10 Déc

Toulouse : un photographe touché par un tir de flashball pendant la manif des Gilets Jaunes

Tien Tran, photographe indépendant, a été touché à la cuisse samedi. Il indique qu’il n’a vraisemblablement pas été visé par la police mais victime d’un « tir perdu ».

Photo : Tien Tran

Un photographe toulousain indépendant, Tien Tran, a été touché par un tir de flashball samedi 8 décembre pendant la manifestation des Gilets Jaunes à Toulouse.

« C’était en début d’après-midi, raconte-t-il, à l’angle du boulevard Lascrosses et de l’avenue du Maréchal Leclerc. La manifestation a commencé à dégénérer avec des petits groupes qui lançaient des projectiles sur les forces de l’ordre. Il y avait beaucoup de tirs de flashball pour repousser les manifestants ».

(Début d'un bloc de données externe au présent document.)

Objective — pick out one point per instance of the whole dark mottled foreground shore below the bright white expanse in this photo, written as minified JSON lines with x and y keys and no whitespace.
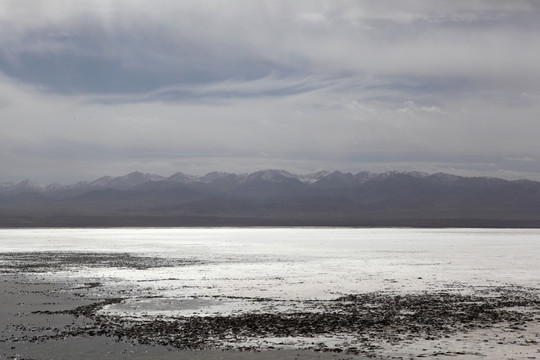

Les forces de l’ordre balançaient du gaz lacrymogène, des GLI F4 et flashballs sur une foule extrêmement clairsemées. Les tirs au flashball étaient clairement hasardeux. J’étais au niveau des manifestants les plus violents qui balançaient des pierres sur les forces de l’ordre, à couvert derrière un arbre, entre le boulevard et le mur du trottoir, à une trentaine de mètre de la police. J’ai entendu une GLI F4 (NDLR : grenade de désencerclement) détoner à un ou deux mètres de ma position, dans mon dos et immédiatement une douleur très intense dans la cuisse droite, derrière. J’ai hurlé de douleur et me suis extrait en boitant. En me retournant, j’ai vu la BAC qui chargeait le long du trottoir et que je n’ai probablement pas vu dans mon dos, car j’étais tourné vers le boulevard. J’ai été sonné pendant une dizaine de minutes et ai repris mes esprits à l’arrière du cortège. J’ai dans un premier temps pensé que c’était un éclat de GLI F4 que j’avais pris à cause de la détonation. C’est en rentrant chez moi le soir que vu la nature de l’impact, je pense qu’il s’agissait d’une flashball qui m’a touché quasi simultanément avec la grenade GLI F4. Je porte un casque avec marqué PRESSE en gros devant et derrière et au moment de la détonation et de l’impact, j’étais en position accroupie contre un arbre, pour me protéger des tirs de flashball et de GLI F4 donc pas vraiment menaçant, voire pas du tout en fait.

Mais le photographe précise : « Je pense que je n’ai pas été visé volontairement. C’est sans doute un tir perdu. je suis conscient qu’il peut y avoir des « erreurs » d’appréciation, que ça soit de la part de la police ou de manifestants (pas mal de cailloux sont passés pas loin aussi) mais il y a des conditions légales d’utilisation des flashballs et les tirs de samedi n’en faisaient pas partie. C’est la seule raison pour laquelle je souhaite témoigner. Je ne pense pas personnellement avoir fait l’objet d’une violence policière mais je pense être la victime collatérale d’une utilisation illégitime des flashballs« .

Tien Tran a publié sur les réseaux sociaux des photos de l’hématome sur sa jambe :

A Paris, plusieurs journalistes et photographes ont été visés délibérément par les forces de l’ordre samedi 8 décembre. Contrôlés, certains ont même vu leur matériel de protection, lunettes et masques à gaz, confisqués par la police.

A Toulouse, cela n’a pas été le cas, malgré les violents incidents. Mais les journalistes qui couvrent ces manifestations et leurs suites avec notamment les dégradations exercent leur métier dans des conditions vraiment très difficiles.